Ein Geständnis vornweg: Ich bin Wein-Laie. Ich trinke ihn zwar gerne, habe aber nicht wirklich Ahnung davon und kaufe die Flasche, weil mir das Etikett gefällt oder ich den Wein kenne. Das gestehe ich Stefan Kümin, Geschäftsführer der Gebr. Kümin Weinbau und Weinhandel AG (Gebr. Kümin AG) auch gleich, als er mich kurz nach Mittag in Pfäffikon SZ am Bahnhof abholt. Er nimmt mich trotzdem mit.

Ostschweizer Auslese

Erste Station ist die Schlossanlage Pfäffikon, was mich irritiert. Die Gebr. Kümin AG ist doch in Freienbach beheimatet? Ist sie auch, klärt mich Stefan auch. Hier im alten Schlosskeller lagert bloss ein Teil des Weins. Und zwar der beste. Stefan öffnet die Türe zum Keller und sofort steigt einem der für alte Kellergewölbe typische feucht-modrige Duft in die Nase. Es ist kalt und dunkel. Die Wände sind mit Feuchtigkeitsschimmel bedeckt. Alles harmlos, beruhigt Stefan. Der Schimmel gehöre dazu.

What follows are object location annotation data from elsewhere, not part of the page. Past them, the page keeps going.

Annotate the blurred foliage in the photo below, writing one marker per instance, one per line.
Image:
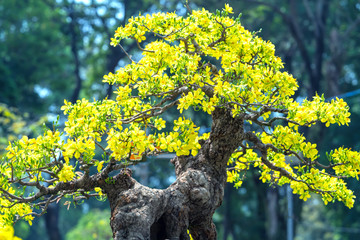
(37, 73)
(8, 234)
(35, 56)
(91, 226)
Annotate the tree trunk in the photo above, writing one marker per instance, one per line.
(138, 212)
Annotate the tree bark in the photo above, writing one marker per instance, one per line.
(138, 212)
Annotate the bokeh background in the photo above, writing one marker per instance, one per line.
(51, 50)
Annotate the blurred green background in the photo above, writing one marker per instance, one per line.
(51, 50)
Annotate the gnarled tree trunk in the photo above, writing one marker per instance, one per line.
(139, 212)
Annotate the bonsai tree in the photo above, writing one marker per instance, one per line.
(204, 61)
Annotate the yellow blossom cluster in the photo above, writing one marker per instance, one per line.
(205, 61)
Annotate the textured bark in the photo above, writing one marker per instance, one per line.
(138, 212)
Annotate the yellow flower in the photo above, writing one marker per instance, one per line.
(228, 9)
(66, 174)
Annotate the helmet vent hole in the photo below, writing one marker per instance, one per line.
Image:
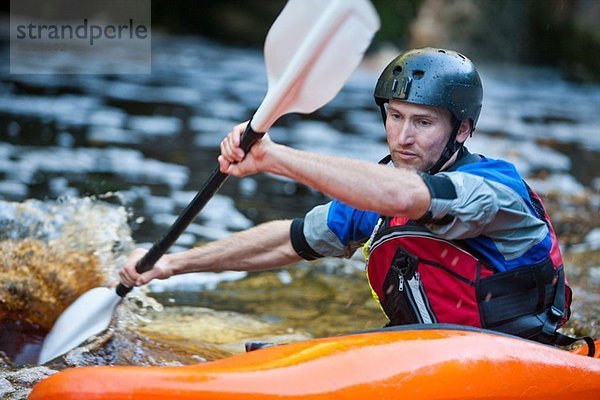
(418, 74)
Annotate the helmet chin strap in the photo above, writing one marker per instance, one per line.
(452, 146)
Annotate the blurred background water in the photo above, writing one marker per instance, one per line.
(92, 165)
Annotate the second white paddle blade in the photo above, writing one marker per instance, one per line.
(89, 315)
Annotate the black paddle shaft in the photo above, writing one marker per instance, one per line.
(214, 182)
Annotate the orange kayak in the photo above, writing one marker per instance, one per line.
(417, 363)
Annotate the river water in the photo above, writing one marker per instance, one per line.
(92, 165)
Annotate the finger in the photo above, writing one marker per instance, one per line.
(223, 164)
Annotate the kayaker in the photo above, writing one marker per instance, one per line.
(449, 236)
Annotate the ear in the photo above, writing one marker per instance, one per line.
(464, 131)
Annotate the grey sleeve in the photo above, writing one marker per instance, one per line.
(484, 207)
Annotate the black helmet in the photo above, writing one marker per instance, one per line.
(433, 77)
(438, 78)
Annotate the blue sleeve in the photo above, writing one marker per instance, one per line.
(336, 229)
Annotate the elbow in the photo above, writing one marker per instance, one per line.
(407, 203)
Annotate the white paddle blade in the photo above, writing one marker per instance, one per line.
(89, 315)
(324, 43)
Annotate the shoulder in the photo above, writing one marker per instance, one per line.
(494, 170)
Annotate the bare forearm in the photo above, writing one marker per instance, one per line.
(363, 185)
(263, 247)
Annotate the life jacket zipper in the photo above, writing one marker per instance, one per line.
(414, 285)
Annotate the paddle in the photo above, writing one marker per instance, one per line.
(310, 52)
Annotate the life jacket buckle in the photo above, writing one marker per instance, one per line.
(555, 311)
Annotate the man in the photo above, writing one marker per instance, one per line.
(449, 236)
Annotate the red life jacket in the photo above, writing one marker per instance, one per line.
(420, 278)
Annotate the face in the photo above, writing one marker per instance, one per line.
(416, 134)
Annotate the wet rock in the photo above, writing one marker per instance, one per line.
(17, 384)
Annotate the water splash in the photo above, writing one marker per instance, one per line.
(51, 252)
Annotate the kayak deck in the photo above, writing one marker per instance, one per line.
(417, 363)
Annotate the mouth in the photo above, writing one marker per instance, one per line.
(406, 155)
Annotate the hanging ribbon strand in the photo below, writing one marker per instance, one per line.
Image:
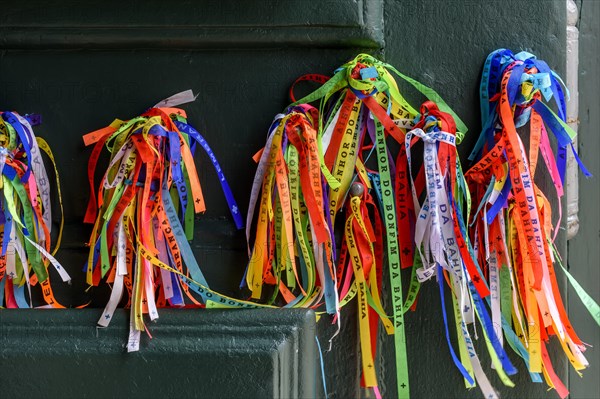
(143, 213)
(441, 203)
(26, 214)
(512, 227)
(314, 167)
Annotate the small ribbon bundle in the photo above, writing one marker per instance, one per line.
(26, 214)
(512, 227)
(292, 216)
(143, 213)
(441, 205)
(358, 108)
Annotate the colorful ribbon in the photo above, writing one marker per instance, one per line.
(311, 160)
(143, 213)
(26, 214)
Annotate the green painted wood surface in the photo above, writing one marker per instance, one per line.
(82, 64)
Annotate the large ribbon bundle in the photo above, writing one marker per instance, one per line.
(513, 227)
(143, 213)
(26, 214)
(304, 178)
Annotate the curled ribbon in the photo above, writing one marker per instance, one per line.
(26, 214)
(143, 214)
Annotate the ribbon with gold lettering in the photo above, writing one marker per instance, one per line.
(513, 227)
(26, 214)
(143, 212)
(305, 171)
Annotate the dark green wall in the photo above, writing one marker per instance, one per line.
(82, 65)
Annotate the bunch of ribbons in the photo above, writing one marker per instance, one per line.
(512, 226)
(143, 213)
(26, 214)
(362, 160)
(314, 167)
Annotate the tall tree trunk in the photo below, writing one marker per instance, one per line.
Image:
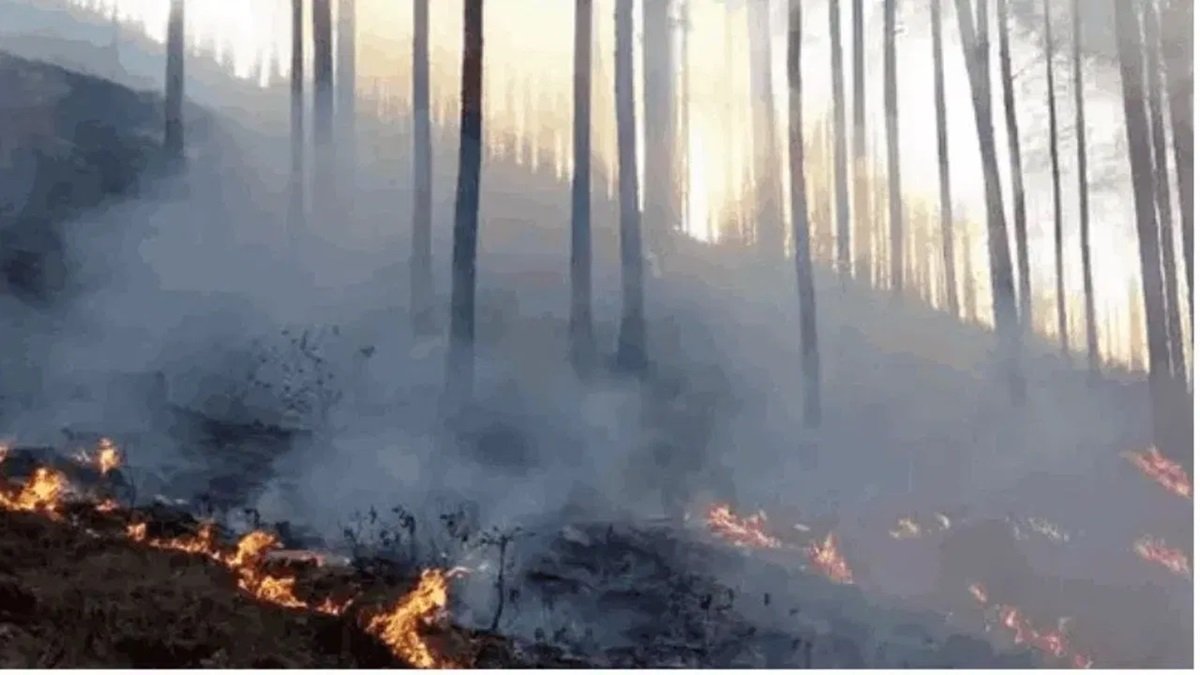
(1056, 179)
(323, 109)
(862, 205)
(1001, 263)
(657, 77)
(173, 138)
(461, 356)
(1177, 39)
(943, 161)
(1085, 243)
(839, 123)
(582, 348)
(421, 257)
(295, 183)
(1163, 187)
(1165, 424)
(631, 339)
(1015, 171)
(347, 73)
(810, 359)
(895, 205)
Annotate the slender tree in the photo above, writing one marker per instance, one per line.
(631, 338)
(975, 48)
(1014, 167)
(1129, 51)
(943, 160)
(421, 257)
(323, 108)
(1056, 180)
(810, 359)
(1163, 186)
(1177, 49)
(1085, 242)
(461, 354)
(173, 139)
(862, 207)
(839, 123)
(895, 205)
(582, 347)
(657, 78)
(295, 184)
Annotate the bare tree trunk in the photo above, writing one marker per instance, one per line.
(295, 184)
(1138, 136)
(323, 111)
(631, 339)
(173, 138)
(657, 76)
(1015, 171)
(1177, 39)
(839, 121)
(1085, 244)
(461, 356)
(582, 348)
(943, 160)
(862, 205)
(810, 359)
(1001, 264)
(895, 205)
(1056, 178)
(1163, 189)
(421, 257)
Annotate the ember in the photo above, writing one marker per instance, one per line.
(1156, 550)
(828, 560)
(400, 627)
(1165, 472)
(741, 532)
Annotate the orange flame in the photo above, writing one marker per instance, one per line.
(1165, 472)
(400, 627)
(741, 531)
(41, 494)
(1156, 550)
(829, 561)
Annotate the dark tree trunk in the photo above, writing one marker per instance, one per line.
(1163, 189)
(582, 347)
(323, 109)
(943, 161)
(421, 257)
(1056, 179)
(895, 199)
(839, 123)
(862, 205)
(1085, 245)
(1001, 263)
(461, 354)
(631, 339)
(810, 359)
(1015, 171)
(347, 73)
(1177, 40)
(295, 184)
(173, 138)
(657, 76)
(1167, 426)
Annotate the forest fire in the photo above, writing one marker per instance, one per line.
(1157, 551)
(1050, 643)
(829, 561)
(42, 493)
(748, 532)
(1163, 471)
(400, 627)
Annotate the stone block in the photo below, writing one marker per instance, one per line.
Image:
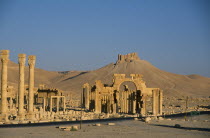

In einem verchlossenen Teil des Kellers lagern 110 Barriques. Ein Barrique ist ein Eichenfass und diese hier sind aus Schweizer Holz. In den 110 Fässern ruhen etwa 25 000 Liter Wein, wobei die Literangabe variieren kann. Denn Wein verdunstet, während er lagert. Nämlich rund 5% pro Fass. Das ist viel. Deshalb, und weil Wein in Fässern mit zu viel Luft oxidiert, werden die Fässer immer wieder aufgefüllt. Im Winter mehr als im Sommer, wegen der trockenen Luft.

Nackte Triebe

Der Rebberg ist vom Etzel und Rossberg umgeben. Der Rossberg hält meist auch das schlechte Wetter ab, wobei er 2011 vor dem grossen Unwetter kapitulieren musste. «Das war kein gutes Weinjahr», sagt Stefan. «Mehr Glück hatten wir 2015.» Der Herbst war trocken und warm. Perfekte Bedingungen für die Trauben, um zu reifen. Inzwischen lagert der Wein aus diesen Trauben in grossen Tanks im Weinkeller der Gebr. Kümin AG. Da gehen wir auch gleich hin. Aber zuerst lasse ich mir zeigen, wie ein Rebstock aus der Nähe aussieht und wie er für den Frühling vorbereitet wird.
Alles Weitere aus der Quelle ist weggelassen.